Pour la première fois, elle le regarda autrement. Pas comme « le sans-abri ». Comme un homme. Ses yeux étaient étonnamment calmes. Trop lucides pour quelqu’un « acheté contre une bouteille ».
— Où iriez-vous ? demanda-t-elle d’une voix rauque. La moitié de l’appartement est à vous maintenant.
Un sourire amer passa sur ses lèvres.
— Sur le papier, oui. Pas dans la vie.
La nuit ne lui offrit aucun repos. Une pensée battait dans sa tête comme un métronome : il ne voulait pas seulement partir. Il voulait la briser. La condamner à vivre chaque jour à côté de la preuve vivante de son mépris.
Le matin, elle ouvrit la chemise. Le contrat avait été rédigé à la hâte. Des fautes. Une date réécrite. Des stylos différents. Et la signature de Viktor — droite, nette, assurée.
— Vous avez une écriture de juriste, murmura-t-elle.
Viktor s’assit.
— Avant, je travaillais à la mairie. Service juridique. Vingt ans.
Le monde sembla s’arrêter.
— Comment… ?
— Les dettes. La maladie de ma femme. Les procès. J’ai tout perdu. La rue arrive plus vite qu’on ne l’imagine.
À cet instant, quelque chose changea en elle. À la place du désespoir, une pensée froide, claire.
Un plan.
Trois heures penchés sur les papiers. Viktor montrait les formulations, les violations, les failles qu’aucun notaire sérieux n’aurait laissées passer. Cette « vente » était un filet percé.

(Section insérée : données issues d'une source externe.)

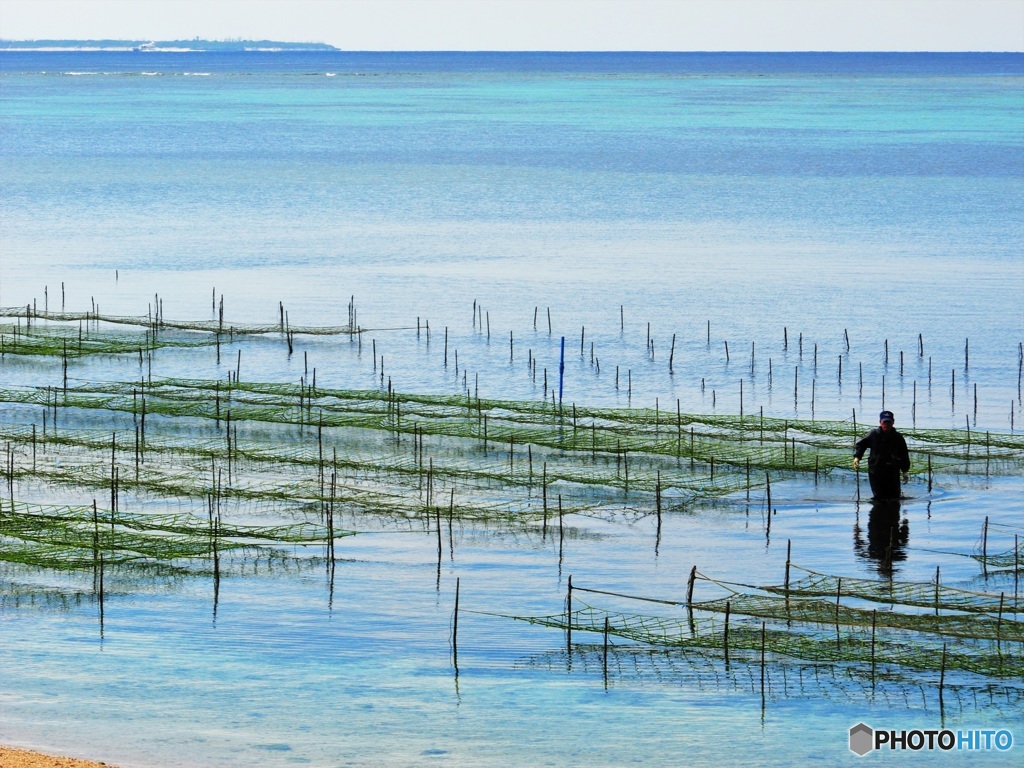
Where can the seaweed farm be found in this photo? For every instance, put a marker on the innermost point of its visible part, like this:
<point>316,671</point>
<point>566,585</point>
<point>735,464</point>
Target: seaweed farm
<point>141,485</point>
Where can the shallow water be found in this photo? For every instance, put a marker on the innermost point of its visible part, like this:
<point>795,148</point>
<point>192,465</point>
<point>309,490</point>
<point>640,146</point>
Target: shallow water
<point>788,202</point>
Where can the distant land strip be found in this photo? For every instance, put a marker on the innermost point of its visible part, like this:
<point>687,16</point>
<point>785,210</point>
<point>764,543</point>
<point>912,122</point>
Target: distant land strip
<point>195,44</point>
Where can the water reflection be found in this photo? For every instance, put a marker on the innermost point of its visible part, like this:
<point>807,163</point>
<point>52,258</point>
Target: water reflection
<point>887,536</point>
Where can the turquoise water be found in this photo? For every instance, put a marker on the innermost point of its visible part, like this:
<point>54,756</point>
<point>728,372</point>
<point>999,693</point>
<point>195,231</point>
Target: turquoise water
<point>785,202</point>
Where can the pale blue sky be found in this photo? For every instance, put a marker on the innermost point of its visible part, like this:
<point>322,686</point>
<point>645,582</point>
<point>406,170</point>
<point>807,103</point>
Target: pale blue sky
<point>540,25</point>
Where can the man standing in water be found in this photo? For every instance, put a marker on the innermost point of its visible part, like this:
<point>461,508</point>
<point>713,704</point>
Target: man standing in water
<point>889,458</point>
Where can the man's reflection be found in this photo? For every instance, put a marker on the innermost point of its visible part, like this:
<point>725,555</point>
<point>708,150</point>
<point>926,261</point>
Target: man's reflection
<point>887,536</point>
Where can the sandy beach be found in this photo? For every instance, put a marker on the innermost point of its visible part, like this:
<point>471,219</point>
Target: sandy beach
<point>11,758</point>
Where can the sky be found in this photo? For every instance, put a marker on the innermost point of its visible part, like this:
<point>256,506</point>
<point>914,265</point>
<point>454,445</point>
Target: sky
<point>539,25</point>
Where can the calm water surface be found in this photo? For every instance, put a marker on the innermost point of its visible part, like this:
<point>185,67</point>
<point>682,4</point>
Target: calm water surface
<point>775,214</point>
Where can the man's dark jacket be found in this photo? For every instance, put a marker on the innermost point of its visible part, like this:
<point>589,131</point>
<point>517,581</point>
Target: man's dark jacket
<point>889,452</point>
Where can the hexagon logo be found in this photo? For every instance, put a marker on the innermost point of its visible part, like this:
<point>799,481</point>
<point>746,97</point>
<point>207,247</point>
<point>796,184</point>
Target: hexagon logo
<point>861,739</point>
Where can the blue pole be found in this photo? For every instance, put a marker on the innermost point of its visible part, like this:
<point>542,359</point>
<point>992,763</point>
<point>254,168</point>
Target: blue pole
<point>561,373</point>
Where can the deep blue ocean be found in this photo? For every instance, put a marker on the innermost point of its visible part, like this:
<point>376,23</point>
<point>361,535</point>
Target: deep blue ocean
<point>770,216</point>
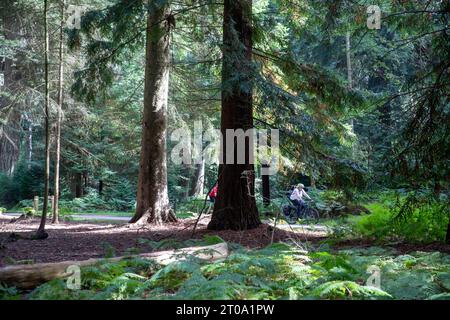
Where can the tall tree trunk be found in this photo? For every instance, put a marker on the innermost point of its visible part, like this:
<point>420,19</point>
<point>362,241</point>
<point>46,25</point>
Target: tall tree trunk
<point>152,195</point>
<point>10,124</point>
<point>235,207</point>
<point>41,234</point>
<point>198,181</point>
<point>447,237</point>
<point>266,187</point>
<point>349,72</point>
<point>55,218</point>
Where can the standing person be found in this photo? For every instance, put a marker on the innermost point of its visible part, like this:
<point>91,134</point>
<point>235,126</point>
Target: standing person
<point>297,197</point>
<point>213,194</point>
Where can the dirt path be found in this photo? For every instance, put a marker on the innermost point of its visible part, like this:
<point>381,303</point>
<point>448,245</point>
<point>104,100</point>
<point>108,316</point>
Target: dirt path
<point>83,240</point>
<point>85,217</point>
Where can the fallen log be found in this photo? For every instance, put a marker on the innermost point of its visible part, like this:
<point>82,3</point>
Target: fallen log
<point>31,276</point>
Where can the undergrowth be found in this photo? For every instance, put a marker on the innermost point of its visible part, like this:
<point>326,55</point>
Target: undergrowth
<point>279,271</point>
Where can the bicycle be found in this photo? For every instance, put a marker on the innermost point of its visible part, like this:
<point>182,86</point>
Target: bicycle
<point>290,212</point>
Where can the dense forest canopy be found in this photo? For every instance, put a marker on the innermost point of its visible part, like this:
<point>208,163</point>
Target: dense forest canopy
<point>99,98</point>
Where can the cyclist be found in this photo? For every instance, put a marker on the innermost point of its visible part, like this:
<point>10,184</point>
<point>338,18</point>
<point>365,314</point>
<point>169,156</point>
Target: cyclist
<point>297,198</point>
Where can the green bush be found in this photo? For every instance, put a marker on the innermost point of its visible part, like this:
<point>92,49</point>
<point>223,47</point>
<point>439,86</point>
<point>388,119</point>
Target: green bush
<point>414,217</point>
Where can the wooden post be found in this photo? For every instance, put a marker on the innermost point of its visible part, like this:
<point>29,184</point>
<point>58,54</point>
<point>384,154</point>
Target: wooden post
<point>36,203</point>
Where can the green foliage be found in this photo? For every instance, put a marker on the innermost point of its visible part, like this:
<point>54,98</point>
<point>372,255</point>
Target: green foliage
<point>279,271</point>
<point>414,218</point>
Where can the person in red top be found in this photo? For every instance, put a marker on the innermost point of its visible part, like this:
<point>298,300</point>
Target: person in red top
<point>213,194</point>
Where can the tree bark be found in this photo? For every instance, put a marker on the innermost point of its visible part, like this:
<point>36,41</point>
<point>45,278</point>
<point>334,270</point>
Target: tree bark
<point>266,187</point>
<point>152,195</point>
<point>235,206</point>
<point>41,234</point>
<point>55,218</point>
<point>10,124</point>
<point>447,237</point>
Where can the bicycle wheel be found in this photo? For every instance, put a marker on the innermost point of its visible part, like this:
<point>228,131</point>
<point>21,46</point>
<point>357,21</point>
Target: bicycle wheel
<point>287,209</point>
<point>311,214</point>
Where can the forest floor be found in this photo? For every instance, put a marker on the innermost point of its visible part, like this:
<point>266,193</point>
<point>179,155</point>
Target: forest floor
<point>81,240</point>
<point>74,240</point>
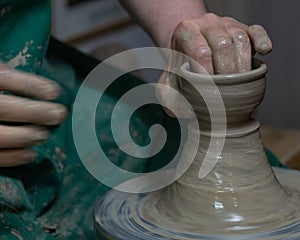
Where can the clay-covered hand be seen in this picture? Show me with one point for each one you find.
(25, 114)
(220, 44)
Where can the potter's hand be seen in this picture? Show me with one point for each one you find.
(24, 119)
(220, 44)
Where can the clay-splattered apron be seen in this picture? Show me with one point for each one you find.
(53, 198)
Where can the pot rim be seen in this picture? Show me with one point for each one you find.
(257, 73)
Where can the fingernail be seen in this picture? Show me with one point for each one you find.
(40, 136)
(50, 92)
(31, 156)
(59, 115)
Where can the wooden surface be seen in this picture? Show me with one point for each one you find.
(284, 143)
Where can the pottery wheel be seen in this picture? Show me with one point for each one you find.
(239, 198)
(118, 217)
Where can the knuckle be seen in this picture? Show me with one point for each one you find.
(204, 52)
(256, 27)
(183, 25)
(211, 16)
(223, 42)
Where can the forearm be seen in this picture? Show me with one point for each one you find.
(160, 17)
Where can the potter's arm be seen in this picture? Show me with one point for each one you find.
(160, 18)
(219, 44)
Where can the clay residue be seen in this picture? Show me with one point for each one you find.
(21, 58)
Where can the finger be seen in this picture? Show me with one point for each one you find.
(194, 44)
(242, 46)
(22, 110)
(223, 51)
(260, 39)
(22, 136)
(26, 84)
(15, 157)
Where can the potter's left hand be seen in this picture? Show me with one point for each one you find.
(220, 44)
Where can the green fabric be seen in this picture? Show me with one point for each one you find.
(53, 197)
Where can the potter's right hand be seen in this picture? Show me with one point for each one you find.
(220, 44)
(25, 114)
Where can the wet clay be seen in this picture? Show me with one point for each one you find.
(239, 199)
(241, 193)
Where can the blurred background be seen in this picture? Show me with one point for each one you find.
(102, 28)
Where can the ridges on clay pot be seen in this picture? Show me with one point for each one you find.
(239, 199)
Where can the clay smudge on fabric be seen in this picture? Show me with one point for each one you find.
(17, 234)
(21, 58)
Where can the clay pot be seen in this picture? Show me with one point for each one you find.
(240, 198)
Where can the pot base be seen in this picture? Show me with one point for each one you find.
(118, 216)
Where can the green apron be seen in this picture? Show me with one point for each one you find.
(53, 197)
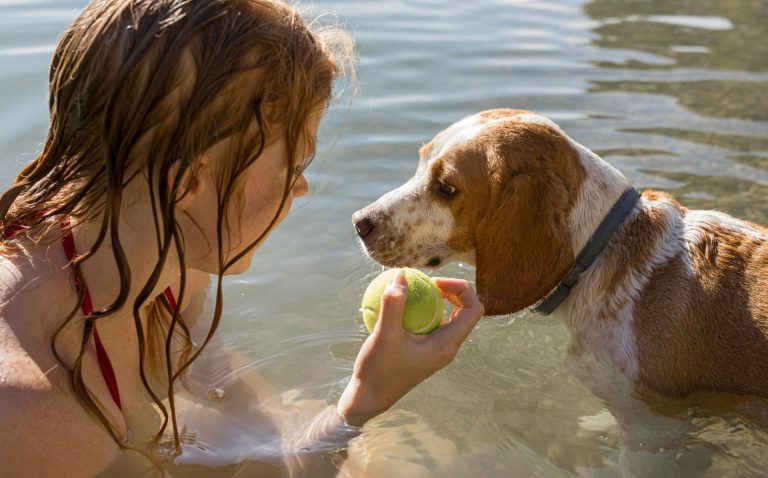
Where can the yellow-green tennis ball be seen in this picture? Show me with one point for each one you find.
(423, 309)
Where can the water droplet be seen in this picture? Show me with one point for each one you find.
(216, 394)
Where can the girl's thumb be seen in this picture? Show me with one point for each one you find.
(393, 303)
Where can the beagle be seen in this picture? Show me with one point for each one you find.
(675, 299)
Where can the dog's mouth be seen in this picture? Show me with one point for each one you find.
(390, 257)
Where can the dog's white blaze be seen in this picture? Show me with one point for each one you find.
(456, 134)
(409, 205)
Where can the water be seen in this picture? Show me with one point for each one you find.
(672, 92)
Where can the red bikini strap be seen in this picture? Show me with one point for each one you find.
(101, 353)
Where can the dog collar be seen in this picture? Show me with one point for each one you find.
(594, 247)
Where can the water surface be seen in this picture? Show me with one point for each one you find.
(672, 92)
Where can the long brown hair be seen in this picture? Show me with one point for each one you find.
(138, 87)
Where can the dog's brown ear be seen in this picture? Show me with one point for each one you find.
(523, 245)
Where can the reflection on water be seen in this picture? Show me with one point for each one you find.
(724, 36)
(672, 92)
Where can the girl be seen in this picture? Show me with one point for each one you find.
(180, 130)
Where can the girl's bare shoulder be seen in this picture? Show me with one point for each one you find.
(44, 431)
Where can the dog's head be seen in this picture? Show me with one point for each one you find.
(497, 190)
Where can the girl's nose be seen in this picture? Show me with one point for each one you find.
(300, 187)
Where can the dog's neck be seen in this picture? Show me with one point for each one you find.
(603, 185)
(602, 304)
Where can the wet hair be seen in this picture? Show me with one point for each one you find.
(143, 88)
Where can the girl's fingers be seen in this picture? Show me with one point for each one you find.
(467, 314)
(457, 290)
(392, 305)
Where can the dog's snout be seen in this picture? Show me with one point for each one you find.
(363, 224)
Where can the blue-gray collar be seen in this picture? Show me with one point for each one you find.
(594, 247)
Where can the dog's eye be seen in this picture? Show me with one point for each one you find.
(447, 190)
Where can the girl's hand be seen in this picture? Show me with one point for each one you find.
(392, 360)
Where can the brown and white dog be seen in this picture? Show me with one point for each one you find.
(678, 299)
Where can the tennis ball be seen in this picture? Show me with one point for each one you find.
(423, 309)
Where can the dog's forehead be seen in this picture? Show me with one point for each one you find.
(468, 129)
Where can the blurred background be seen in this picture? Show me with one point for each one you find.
(674, 93)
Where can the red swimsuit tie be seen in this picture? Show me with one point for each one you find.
(101, 352)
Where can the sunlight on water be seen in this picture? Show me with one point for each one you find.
(673, 93)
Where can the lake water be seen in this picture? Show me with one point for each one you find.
(672, 92)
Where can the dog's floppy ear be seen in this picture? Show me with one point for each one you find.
(523, 242)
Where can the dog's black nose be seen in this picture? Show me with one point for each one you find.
(363, 224)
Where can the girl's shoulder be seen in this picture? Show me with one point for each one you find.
(43, 431)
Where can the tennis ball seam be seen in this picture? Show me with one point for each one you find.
(431, 325)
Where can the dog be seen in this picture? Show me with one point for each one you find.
(675, 300)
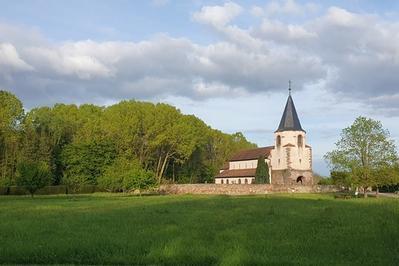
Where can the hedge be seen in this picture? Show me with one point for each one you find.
(49, 190)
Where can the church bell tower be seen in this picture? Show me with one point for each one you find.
(291, 158)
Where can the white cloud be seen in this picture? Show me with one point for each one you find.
(257, 11)
(10, 59)
(218, 15)
(290, 8)
(159, 3)
(355, 55)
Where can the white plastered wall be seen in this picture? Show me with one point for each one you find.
(289, 154)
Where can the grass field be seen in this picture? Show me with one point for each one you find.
(202, 230)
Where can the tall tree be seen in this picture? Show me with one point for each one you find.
(262, 172)
(363, 152)
(11, 114)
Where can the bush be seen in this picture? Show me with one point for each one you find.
(32, 175)
(125, 175)
(326, 181)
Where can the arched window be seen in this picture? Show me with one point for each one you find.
(300, 141)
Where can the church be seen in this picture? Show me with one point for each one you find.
(289, 159)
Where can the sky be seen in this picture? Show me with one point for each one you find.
(227, 62)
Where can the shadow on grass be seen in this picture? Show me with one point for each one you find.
(199, 230)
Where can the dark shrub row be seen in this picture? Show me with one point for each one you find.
(49, 190)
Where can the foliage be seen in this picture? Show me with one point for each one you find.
(11, 113)
(87, 159)
(79, 142)
(32, 175)
(325, 181)
(363, 153)
(262, 172)
(159, 230)
(125, 175)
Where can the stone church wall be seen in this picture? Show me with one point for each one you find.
(236, 189)
(289, 177)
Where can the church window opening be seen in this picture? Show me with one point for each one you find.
(300, 141)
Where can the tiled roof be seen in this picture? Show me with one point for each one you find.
(225, 166)
(237, 173)
(252, 154)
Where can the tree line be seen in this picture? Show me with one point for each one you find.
(89, 144)
(365, 156)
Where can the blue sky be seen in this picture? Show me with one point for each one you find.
(228, 62)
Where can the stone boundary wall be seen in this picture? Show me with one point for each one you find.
(247, 189)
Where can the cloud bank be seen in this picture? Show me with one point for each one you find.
(354, 55)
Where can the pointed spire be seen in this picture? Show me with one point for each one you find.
(289, 120)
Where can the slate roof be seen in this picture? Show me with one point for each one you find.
(237, 173)
(252, 154)
(289, 120)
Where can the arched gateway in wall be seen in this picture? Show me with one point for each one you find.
(288, 159)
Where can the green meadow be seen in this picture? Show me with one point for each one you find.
(281, 229)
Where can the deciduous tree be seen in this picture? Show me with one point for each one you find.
(363, 152)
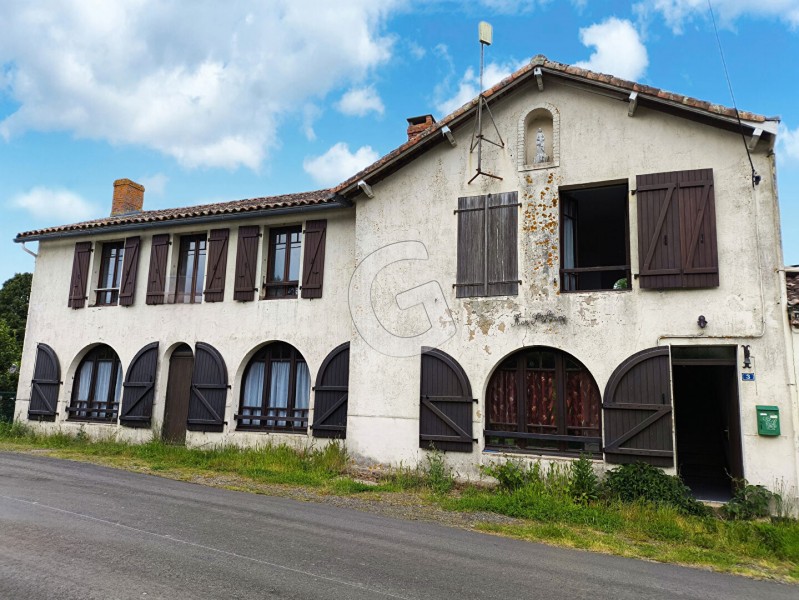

— Il pensait avoir choisi l’homme le plus faible, dit-il calmement. Il a fait le pire choix possible.
Le jour même, elle déposa plainte.
Une semaine plus tard, le mari revint. Bronzé, satisfait, certain de trouver une femme brisée. Il venait « récupérer ses affaires ». Il venait savourer sa victoire.
La porte s’ouvrit.
Viktor.
Chemise propre. Rasé. Calme.
Le sourire du mari se figea.
Elle sortit de la cuisine avec une autre chemise à la main.
— Entre. Il faut qu’on parle.
Il riait pendant qu’elle parlait. Riait pendant que Viktor expliquait posément les conséquences juridiques. Riait… jusqu’à entendre :
— Le tribunal a déjà reconnu le contrat comme invalide. Mais ce n’est pas tout.
Elle posa les documents devant lui.
— Voilà une plainte pour fraude, abus de droit, pression psychologique et transaction fictive visant à m’humilier. Et une dénonciation du notaire.
Le rire s’éteignit.
— Tu plaisantes ?
— Non, répondit Viktor. J’ai rédigé ce genre de plaintes pendant vingt ans.
Le visage du mari pâlit.
— Et encore une chose, ajouta-t-elle. L’appartement a été acheté pendant le mariage. Cela intéresse désormais le pénal.
Le procès fut rapide. Les preuves étaient irréfutables. Le notaire perdit sa licence. Le mari perdit de l’argent, sa réputation et le droit de disposer librement de ses biens.
Mais le pire pour lui arriva après.
Viktor ne partit pas.
Pas comme « le sans-abri ». Comme l’homme qui l’avait aidée à recoller sa vie. Il trouva un travail. Loua une chambre à proximité. Passait parfois réparer un robinet, apporter du pain, aider avec des papiers.
Un jour, le mari les aperçut dans la cour. Ils riaient.
Et il comprit.
Sa « vengeance » ne l’avait pas détruite.
Elle avait fait entrer dans sa vie un homme infiniment plus digne que lui.
Le dernier coup fut silencieux.
Elle demanda le divorce. Calmement. Sans éclats.
Et dans la case « témoin », figurait la signature de Viktor.
Il quitta la salle d’audience les yeux baissés. Pour la première fois, sans sentiment de supériorité. Seulement avec un vide immense.
Parfois, la vengeance la plus terrible n’est ni un cri, ni des larmes.
C’est une justice froide, précise.
Et le sourire d’une femme qu’on voulait briser.